The tension device according claim 1, wherein
the slider is configured to slide between a first extreme position and a second extreme position with respect to the frame body;
the spring is configured to push the slider toward the first extreme position when the tension force on the wire is less than the predetermined minimum tension force; and
the slider is configured to be moved toward the second extreme position against the pushing of the spring when the tension force on the wire is greater than the predetermined maximum tension force.
The tension device according claim 2, wherein
the slider is provided with a receiving hole, and one end of the spring is received in the receiving hole of the slider and is pushed against the slider.
The tension device according claim 3, wherein
the tensioning device further comprises a guide tube mounted onto the frame body, one end of the guide tube being fitted into the receiving hole of the slider so as to guide the slider to movie along the guide tube.

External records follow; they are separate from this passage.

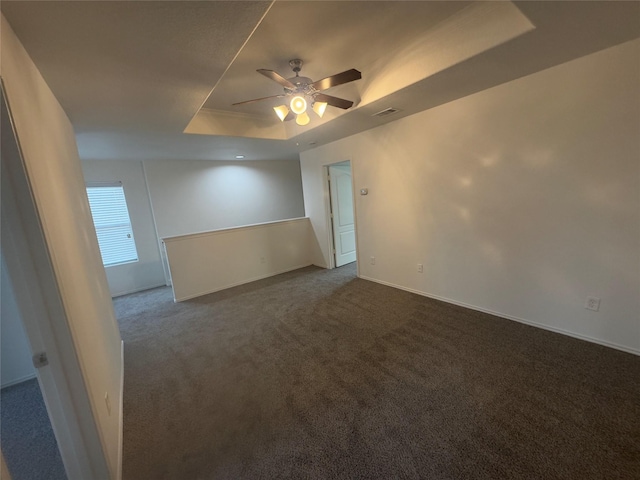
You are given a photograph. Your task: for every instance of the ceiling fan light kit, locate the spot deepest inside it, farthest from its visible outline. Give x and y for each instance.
(304, 91)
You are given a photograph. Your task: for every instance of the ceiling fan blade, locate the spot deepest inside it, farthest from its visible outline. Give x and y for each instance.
(275, 76)
(333, 101)
(258, 99)
(337, 79)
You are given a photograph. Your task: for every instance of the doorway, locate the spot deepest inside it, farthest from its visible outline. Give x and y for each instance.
(342, 213)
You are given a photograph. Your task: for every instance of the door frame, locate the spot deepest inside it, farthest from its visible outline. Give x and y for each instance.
(43, 315)
(329, 220)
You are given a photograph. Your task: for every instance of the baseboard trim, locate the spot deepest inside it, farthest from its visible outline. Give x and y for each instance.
(243, 282)
(121, 415)
(531, 323)
(31, 376)
(136, 290)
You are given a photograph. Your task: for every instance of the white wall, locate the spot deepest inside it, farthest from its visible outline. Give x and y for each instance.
(15, 353)
(147, 272)
(55, 174)
(521, 200)
(199, 196)
(212, 261)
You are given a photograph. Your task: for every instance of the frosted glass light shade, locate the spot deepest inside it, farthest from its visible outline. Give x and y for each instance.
(298, 105)
(319, 108)
(282, 111)
(303, 119)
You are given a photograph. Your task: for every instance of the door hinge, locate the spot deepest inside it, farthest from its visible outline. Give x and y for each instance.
(40, 360)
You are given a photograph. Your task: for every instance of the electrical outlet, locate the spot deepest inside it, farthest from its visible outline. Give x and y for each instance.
(592, 303)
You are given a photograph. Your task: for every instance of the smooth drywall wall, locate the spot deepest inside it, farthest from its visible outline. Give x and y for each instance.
(147, 272)
(212, 261)
(520, 200)
(54, 171)
(199, 196)
(15, 353)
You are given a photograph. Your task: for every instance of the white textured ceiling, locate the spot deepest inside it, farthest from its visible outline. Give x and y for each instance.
(133, 75)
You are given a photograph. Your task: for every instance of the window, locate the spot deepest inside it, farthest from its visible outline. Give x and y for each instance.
(113, 226)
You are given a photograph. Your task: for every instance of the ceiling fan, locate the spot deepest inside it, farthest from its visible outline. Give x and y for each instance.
(301, 91)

The tension device according claim 4, wherein
the spring is received in the guide tube and the receiving hole of the slider.
The tension device according claim 1, wherein
the slider is provided with a mounting hole, and a mounting shaft is fitted in the mounting hole, such that the roller is rotatably mounted on the mounting shaft.

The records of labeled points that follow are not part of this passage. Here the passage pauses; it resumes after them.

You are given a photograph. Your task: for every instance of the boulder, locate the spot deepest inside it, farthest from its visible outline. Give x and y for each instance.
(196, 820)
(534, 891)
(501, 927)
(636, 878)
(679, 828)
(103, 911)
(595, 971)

The tension device according claim 6, further comprising a blocking mechanism configured to prevent the wire from slipping off from the roller.
The tension device according claim 7, wherein
the mounting shaft protrudes from an outer side of the roller, and the blocking mechanism is mounted on one end of the mounting shaft which protrudes from the outer side of the roller.
The tension device according claim 8, wherein
the blocking mechanism comprises a blocking portion facing an outer circumferential surface of the roller and configured for preventing the wire from slipping off from the roller.
The tension device according claim 8, wherein the blocking mechanism comprises:
a first member mounted at an end of the mounting shaft and facing an outer side surface of the roller; and

a second member connected to the first member and having a blocking portion facing an outer circumferential surface of the roller;

wherein the second member is provided with an elongated mounting groove and is connected to the first member by a connector inserted into the mounting groove, and

wherein spacing between the blocking portion and the outer circumferential surface of the roller is allowed to be adjusted by changing the position of the connector in the mounting groove.
The tension device according claim 1, wherein
the wire is a circular cable, and the roller is provided with a V-shaped receiving groove configured to receive the circular cable.
The tension device according claim 1, wherein
the wire is a ribbon cable, and the roller is provided with a rectangular receiving groove configured to receive the ribbon cable.